The Equality Trust was promoting the evidence of a new book, The Spirit Level, about the effects of income inequality on society. According to the speakers, its main insight is that income inequality is closely linked to social well-being as measured by health, crime and various other statistics, with the surprise being that the correlation is just as strong among the rich as the poor.
For today's budget, Capital Ravings has put aside its alcopops and spam cartons to work with the Equality Trust's political wing, campaign group OneSociety, in assessing what the budget means for inequality. Here's the summary:
Alistair Darling’s proposal for a global bank levy is a welcome step in combating income inequality in the UK, but he has left much for the next government still to do.
Since the financial crisis bail-out, most political parties agree that it is unacceptable for banks to overgear and make speculative trades at public risk. Darling’s proposed levy on risky bank activities falls on banks rather than individuals, but it will lean against the growth of income inequality by reducing the possibilities for banks to offer high pay for activities underwritten by the state.

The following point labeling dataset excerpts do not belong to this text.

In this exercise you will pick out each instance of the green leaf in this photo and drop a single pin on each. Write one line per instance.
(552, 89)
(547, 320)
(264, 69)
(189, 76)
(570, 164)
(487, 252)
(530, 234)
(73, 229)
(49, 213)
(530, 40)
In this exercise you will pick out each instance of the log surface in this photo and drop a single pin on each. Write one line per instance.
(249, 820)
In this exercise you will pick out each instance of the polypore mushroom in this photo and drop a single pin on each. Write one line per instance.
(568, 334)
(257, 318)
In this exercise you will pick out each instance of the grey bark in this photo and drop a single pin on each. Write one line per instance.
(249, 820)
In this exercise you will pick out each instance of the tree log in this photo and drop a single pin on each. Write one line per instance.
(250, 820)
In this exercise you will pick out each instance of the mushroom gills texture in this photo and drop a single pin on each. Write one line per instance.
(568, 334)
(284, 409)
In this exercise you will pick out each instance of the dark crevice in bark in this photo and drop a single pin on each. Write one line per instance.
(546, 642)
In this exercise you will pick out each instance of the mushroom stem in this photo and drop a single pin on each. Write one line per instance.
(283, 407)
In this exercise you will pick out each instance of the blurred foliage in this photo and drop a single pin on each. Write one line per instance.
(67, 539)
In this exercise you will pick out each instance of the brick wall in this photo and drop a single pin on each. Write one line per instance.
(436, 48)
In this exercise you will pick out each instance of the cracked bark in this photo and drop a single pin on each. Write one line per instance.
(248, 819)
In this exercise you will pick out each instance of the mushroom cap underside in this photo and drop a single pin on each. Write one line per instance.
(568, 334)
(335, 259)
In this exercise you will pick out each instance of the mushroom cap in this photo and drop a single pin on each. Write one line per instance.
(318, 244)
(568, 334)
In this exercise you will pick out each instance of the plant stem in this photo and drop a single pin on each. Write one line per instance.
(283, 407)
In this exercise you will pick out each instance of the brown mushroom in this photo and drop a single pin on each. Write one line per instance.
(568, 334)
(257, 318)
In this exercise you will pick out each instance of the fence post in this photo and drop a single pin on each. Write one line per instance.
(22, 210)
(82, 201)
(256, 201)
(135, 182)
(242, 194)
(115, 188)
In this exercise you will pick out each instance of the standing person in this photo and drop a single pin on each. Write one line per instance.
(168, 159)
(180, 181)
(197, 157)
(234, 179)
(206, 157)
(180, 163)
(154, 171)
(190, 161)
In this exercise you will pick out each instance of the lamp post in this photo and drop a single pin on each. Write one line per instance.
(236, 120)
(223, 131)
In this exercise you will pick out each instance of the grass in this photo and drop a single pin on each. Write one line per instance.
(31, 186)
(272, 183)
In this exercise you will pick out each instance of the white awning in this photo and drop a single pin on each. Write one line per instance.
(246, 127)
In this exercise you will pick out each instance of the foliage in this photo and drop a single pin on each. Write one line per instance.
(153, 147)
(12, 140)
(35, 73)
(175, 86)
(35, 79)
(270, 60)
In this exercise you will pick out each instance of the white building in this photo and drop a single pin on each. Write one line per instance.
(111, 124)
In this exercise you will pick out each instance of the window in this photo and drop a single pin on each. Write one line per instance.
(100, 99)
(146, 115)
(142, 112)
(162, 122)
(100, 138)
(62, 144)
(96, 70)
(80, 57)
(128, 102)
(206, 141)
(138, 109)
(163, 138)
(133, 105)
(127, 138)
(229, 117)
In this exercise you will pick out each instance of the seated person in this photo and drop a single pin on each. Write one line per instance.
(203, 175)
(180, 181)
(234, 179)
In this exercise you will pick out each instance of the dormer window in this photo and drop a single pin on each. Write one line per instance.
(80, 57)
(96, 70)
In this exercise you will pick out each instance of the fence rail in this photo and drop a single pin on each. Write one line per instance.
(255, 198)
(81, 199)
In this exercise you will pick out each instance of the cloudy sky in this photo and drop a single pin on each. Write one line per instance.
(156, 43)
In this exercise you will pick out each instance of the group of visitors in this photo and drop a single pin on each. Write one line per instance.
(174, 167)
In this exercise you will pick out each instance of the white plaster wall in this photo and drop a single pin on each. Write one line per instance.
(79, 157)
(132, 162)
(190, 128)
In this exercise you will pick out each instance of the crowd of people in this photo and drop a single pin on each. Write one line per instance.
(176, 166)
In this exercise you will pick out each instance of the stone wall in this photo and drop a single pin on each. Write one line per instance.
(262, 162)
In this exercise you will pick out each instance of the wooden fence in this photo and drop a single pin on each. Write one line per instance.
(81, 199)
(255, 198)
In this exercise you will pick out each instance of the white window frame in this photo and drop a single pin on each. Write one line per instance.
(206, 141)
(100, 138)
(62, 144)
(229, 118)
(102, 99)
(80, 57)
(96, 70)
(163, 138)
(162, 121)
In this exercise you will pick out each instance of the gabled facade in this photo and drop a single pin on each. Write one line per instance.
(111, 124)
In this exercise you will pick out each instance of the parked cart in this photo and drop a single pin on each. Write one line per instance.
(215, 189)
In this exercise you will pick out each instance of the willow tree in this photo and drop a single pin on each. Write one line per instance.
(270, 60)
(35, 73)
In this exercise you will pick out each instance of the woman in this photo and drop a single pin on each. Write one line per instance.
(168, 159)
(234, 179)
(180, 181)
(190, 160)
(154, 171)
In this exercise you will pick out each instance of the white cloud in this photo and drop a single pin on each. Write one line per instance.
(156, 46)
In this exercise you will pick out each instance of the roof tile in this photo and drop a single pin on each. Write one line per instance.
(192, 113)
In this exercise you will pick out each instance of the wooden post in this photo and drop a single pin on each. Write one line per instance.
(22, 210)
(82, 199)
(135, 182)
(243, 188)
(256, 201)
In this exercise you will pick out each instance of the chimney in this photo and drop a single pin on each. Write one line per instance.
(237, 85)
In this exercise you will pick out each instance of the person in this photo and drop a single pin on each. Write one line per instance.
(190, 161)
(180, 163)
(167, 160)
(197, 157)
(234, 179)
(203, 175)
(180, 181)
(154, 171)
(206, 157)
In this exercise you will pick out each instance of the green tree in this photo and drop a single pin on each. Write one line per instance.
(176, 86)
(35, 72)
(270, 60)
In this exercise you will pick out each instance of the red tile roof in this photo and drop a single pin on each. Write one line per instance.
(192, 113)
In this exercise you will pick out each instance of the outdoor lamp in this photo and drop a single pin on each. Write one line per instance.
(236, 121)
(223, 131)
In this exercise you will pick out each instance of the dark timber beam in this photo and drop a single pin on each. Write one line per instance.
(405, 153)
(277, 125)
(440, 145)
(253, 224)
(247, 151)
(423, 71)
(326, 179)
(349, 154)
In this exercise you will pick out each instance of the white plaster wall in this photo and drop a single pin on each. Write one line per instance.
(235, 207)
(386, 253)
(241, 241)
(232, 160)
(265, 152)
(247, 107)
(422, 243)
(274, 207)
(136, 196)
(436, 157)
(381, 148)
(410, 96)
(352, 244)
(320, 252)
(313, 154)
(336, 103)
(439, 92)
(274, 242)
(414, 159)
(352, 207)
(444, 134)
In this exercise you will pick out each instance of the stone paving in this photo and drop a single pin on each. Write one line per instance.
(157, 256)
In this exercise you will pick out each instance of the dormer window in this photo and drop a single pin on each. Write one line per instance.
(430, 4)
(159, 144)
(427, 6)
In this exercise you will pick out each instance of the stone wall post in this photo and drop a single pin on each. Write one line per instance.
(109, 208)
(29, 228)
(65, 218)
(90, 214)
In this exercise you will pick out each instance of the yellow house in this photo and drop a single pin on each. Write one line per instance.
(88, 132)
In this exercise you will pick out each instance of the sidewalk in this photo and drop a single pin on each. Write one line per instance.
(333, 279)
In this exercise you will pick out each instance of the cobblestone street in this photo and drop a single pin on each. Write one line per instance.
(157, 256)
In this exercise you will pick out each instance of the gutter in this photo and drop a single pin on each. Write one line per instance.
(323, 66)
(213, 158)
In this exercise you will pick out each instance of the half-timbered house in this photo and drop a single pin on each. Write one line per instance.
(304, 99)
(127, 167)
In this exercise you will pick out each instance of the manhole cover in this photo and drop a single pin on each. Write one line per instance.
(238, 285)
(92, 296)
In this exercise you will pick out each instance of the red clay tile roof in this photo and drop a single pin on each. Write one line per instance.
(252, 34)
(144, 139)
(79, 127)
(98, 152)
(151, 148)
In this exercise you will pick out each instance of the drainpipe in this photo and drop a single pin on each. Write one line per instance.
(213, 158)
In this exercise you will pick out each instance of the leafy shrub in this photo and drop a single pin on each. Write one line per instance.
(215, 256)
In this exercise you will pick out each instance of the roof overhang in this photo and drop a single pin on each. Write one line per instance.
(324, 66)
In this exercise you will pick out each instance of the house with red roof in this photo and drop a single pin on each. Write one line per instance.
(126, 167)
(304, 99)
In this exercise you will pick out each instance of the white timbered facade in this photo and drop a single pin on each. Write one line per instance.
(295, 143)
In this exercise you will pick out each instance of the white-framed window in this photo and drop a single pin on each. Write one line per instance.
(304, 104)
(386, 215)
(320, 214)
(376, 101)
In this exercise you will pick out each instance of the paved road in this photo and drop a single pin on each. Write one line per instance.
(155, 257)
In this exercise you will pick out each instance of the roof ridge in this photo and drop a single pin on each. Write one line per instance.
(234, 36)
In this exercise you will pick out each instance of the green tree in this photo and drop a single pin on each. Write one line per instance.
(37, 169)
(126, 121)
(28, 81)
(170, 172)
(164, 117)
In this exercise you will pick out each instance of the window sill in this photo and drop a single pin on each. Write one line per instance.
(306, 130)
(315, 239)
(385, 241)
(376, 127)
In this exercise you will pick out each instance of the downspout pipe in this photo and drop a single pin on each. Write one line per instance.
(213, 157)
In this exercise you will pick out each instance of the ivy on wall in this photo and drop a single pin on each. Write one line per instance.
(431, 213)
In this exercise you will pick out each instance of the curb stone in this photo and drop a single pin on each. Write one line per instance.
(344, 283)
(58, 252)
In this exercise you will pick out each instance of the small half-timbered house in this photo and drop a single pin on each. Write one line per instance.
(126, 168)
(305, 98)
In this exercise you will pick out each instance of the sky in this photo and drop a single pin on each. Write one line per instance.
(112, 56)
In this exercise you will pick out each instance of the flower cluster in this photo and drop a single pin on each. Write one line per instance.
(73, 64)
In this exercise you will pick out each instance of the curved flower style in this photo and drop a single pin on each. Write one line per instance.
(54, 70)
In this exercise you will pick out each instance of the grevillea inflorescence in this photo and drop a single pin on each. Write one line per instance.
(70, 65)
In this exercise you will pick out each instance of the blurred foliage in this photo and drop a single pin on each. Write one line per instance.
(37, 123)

The levy would reduce systemic risk and contribute to other bank reforms, such as higher capital and liquidity requirements. It should increase discipline among banks that face little competitive constraint, help to de-risk the sector, raise significant tax revenues and curb excessive financial remuneration. It would be best if adopted internationally but the UK should be willing to act unilaterally, given its special vulnerability to banking. Given the US and other G20 countries’ support for the idea, the UK would probably not be alone for long.

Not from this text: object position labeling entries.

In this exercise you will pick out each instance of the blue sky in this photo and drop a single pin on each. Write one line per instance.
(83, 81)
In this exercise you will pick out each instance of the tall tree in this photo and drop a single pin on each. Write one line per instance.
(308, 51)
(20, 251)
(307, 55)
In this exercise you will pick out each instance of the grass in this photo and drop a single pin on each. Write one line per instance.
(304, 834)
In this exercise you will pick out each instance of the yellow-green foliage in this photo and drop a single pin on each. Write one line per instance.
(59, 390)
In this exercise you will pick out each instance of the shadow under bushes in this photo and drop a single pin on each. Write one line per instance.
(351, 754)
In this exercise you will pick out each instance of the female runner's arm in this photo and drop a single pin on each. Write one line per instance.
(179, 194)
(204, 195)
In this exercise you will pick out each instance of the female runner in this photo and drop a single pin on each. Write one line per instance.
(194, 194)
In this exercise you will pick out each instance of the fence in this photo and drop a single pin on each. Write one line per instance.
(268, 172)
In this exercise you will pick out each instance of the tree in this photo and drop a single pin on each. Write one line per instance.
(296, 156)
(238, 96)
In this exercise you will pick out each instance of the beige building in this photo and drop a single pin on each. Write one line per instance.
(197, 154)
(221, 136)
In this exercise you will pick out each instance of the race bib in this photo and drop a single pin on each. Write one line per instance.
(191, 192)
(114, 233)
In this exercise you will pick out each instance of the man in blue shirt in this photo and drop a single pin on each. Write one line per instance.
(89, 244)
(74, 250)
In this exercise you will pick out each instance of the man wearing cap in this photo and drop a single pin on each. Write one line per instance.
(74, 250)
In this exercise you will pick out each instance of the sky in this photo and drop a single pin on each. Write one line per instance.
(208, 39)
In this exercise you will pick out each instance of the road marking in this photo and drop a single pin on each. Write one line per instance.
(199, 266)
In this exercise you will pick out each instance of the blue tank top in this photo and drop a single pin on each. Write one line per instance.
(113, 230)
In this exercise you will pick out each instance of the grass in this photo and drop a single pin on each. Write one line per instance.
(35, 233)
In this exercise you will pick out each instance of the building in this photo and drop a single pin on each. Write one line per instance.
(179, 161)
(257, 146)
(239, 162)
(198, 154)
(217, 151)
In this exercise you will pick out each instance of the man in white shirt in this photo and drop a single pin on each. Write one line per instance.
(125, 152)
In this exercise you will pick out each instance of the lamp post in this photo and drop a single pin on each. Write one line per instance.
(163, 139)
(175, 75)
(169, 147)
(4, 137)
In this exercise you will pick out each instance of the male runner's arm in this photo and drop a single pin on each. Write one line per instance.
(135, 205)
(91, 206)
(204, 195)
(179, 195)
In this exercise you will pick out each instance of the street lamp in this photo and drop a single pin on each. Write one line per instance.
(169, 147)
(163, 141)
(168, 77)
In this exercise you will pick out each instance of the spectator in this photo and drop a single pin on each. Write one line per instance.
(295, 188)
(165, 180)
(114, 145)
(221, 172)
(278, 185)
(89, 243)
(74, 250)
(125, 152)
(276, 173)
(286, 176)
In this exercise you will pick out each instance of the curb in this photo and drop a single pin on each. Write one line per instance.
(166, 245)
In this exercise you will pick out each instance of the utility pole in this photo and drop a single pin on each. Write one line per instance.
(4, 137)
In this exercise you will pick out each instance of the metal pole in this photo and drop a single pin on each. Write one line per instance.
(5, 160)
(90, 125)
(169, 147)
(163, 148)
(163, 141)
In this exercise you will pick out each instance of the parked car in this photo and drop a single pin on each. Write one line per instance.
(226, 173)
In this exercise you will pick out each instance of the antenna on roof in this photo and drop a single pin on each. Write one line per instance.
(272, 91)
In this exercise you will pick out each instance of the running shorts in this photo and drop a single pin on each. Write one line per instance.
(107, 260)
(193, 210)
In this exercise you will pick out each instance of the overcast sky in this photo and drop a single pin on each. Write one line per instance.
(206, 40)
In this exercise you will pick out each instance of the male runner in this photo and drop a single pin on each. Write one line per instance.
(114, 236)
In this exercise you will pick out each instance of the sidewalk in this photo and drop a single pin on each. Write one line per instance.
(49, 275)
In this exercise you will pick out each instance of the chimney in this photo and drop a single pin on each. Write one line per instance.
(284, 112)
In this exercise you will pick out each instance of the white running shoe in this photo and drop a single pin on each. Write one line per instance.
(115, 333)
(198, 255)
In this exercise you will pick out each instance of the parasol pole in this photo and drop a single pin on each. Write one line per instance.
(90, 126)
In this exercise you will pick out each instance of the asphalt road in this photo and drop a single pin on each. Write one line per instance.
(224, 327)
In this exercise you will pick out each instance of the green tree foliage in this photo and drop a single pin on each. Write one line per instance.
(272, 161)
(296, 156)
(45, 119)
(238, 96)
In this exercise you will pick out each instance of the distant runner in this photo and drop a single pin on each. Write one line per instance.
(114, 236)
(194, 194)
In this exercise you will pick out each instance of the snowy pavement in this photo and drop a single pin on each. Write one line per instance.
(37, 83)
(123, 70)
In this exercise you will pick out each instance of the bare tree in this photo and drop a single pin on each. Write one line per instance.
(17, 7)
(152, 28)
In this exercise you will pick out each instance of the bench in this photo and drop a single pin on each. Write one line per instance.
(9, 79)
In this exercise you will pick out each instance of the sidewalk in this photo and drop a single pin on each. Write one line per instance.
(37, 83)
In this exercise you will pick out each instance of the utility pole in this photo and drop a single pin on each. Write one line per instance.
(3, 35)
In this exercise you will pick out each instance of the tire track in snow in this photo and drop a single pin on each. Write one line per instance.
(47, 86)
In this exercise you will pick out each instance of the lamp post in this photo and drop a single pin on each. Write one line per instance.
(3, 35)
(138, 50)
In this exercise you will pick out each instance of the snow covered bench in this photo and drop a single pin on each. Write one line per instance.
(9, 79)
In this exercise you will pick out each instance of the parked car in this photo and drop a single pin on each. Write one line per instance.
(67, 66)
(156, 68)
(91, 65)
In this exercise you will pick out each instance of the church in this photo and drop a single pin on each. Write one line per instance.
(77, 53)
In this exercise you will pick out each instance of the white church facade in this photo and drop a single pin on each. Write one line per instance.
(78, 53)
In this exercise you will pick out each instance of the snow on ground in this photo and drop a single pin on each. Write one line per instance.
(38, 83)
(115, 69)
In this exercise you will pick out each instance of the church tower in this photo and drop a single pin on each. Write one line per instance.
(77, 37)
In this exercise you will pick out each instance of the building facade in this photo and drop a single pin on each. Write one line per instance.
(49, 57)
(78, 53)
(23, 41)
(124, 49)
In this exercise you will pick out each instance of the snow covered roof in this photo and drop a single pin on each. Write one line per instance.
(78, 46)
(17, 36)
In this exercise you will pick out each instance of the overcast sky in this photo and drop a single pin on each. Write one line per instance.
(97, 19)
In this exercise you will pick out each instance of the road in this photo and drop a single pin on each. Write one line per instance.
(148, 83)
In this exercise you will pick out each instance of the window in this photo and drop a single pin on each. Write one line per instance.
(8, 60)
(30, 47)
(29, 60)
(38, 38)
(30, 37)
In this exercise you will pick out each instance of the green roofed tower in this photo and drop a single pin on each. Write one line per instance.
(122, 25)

However, the bank levy is only a first step. Excessive financial pay imposes many costs on society, from wasted investment to under-performing pensions and billion-pound bail-outs. It also feeds social problems by driving income inequality to extremes, to the disadvantage of everyone in society, at the top and the bottom.
Disappointingly, the Chancellor chose not to re-impose his one-off bonus tax, despite its success and popularity outside the City. He should therefore hurry to fix the root causes of excessive financial and executive pay, wherever there is evidence that it causes harm.
The first step is for the government to demand a full competition review of investment banking, whose fees were recently described by the Association of British Insurers as a “deadweight cost” on the country’s savers. Office of Fair Trade chairman Philip Collins said last week that his department would take an initial look at the industry; we would like to see this become a formal review as soon as possible. The second step is for financial regulators and politicians to include income equality among their criteria for assessing the many financial reform ideas now under investigation.
The budget sent a strong signal to offshore tax evaders but missed the big prize of bringing non-doms further into the tax net. It also missed the chance to address executive pay, which has soared across all industry sectors. The main culprits for this are well known: overly “clubby” remuneration committees, headhunters who ratchet pay ever upwards, and institutional shareholders who are reluctant to tackle boardroom pay (perhaps because many are themselves handsomely remunerated). The Chancellor did say he would look for ways to help shareholders tackle executive pay, but only in financial services. Whatever he finds should be extended to all sectors. Meanwhile, are some corporate governance ideas we would like to see given more weight by the next government:
- more employees on remuneration committees
- ban on reciprocal memberships of different remuneration committees
- limits on the gap between highest and lowest paid employees (or pay ratio)
- alternatives to short-term executive incentives
- create a High Pay Commission to support shareholders wanting to challenge pay
The Chancellor’s focus on small and medium sized enterprises, through changes to business rates and the allocation of government contracts, will assist many middle income individuals and businesses.
At the lower end of the inequality spectrum, the Chancellor’s proposals for universal bank accounts could bring the benefits of payment systems and credit histories to many excluded people. However, implementation by the banks must be closely watched to ensure that vulnerable customers do not face higher exposure to predatory lending as a result.